Domestic demand in China is also going to push the yuan higher. Roughly 200 million individuals are now considered the middle class in China. That figure is expected to more than triple in the next five years as wage growth increases the country’s standard of living.
As it is, consumption of food and electronics has already grown by an average of roughly 30% over the last five years. And the number of Chinese people using the Internet has more than doubled in the past seven. With more and more people joining China’s middle class every day, you can bet that their consumption will continue rising, too.
But you can’t have rapidly accelerating growth without having consumer price increases.
The People’s Bank of China knows this, so it keeps a close eye on the economy’s underlying inflation rate. As the economy keeps booming, China’s central bankers will keep monetary policy restrictive. Simply put, this means interest rates will keep going higher. And higher rates naturally support demand for the currency.
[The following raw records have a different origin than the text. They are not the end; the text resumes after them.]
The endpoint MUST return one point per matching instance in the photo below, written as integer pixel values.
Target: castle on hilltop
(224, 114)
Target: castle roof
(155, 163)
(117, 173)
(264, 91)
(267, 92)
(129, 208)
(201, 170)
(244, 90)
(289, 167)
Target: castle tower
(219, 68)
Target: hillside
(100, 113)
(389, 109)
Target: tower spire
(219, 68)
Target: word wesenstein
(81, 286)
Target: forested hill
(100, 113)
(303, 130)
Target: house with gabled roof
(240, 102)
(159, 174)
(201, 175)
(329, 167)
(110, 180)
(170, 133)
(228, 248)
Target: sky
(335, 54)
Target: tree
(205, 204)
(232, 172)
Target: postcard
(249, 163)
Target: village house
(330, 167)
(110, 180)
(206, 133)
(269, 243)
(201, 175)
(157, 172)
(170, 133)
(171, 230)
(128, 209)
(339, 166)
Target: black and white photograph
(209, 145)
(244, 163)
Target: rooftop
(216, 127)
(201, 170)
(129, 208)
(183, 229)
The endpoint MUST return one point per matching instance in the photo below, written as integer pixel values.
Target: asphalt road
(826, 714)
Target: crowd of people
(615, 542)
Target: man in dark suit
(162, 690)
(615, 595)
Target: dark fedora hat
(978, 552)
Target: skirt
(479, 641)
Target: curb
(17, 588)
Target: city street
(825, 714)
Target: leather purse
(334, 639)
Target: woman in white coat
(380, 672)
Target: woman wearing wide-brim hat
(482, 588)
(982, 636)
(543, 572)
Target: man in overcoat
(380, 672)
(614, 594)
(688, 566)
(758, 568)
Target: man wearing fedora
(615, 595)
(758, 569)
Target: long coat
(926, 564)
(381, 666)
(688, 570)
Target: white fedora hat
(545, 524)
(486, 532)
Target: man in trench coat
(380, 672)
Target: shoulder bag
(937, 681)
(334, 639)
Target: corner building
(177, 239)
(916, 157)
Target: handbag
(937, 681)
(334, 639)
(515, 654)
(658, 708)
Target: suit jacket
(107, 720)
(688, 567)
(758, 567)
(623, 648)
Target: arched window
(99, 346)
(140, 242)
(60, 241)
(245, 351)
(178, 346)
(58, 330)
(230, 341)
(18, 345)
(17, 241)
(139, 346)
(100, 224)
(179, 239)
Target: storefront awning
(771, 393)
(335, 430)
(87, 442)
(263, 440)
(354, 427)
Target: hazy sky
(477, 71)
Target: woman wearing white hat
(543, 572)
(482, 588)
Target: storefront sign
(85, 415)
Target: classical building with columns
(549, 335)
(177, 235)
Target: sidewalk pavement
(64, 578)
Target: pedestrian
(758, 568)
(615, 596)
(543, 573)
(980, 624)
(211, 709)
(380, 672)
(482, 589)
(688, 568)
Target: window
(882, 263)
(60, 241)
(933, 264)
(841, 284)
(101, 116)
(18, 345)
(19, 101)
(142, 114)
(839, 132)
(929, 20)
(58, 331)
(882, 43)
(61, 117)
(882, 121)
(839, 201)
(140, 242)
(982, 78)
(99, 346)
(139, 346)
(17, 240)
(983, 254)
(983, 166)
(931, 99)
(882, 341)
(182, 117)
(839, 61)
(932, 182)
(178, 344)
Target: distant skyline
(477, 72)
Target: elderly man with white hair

In fact, even though China’s one-year bank deposit rate (currently at 2.25%) doesn’t match the central bank’s national rate of 5.56%, it’s still a bigger draw than the U.S. savings deposit rates of barely 0.50% The higher interest rate will continue to attract foreign investments and support further appreciation in the exchange rate — no matter how much China tries to control it.
But you don’t need to be a foreign currency trader to participate in the yuan’s unstoppable rise. You can just invest in the WisdomTree Dreyfus Chinese Yuan (CYB) ETF.
CYB aims for returns similar to money market investments available to foreign investors while tracking fluctuations in the Chinese yuan. For everyday investors, it’s a great conduit for slow, stable appreciation in China’s currency. At the same time, it helps diversify domestically focused portfolios without a lot of volatility.
The ETF should do quite well in the months ahead. China’s economy will continue to expand. Central bankers will keep raising interest rates and increasing reserve requirements on national banks. The yuan will continue to appreciate. Ultimately, it’s an opportunity that’s almost impossible to pass up. And CYP offers a great way to play it.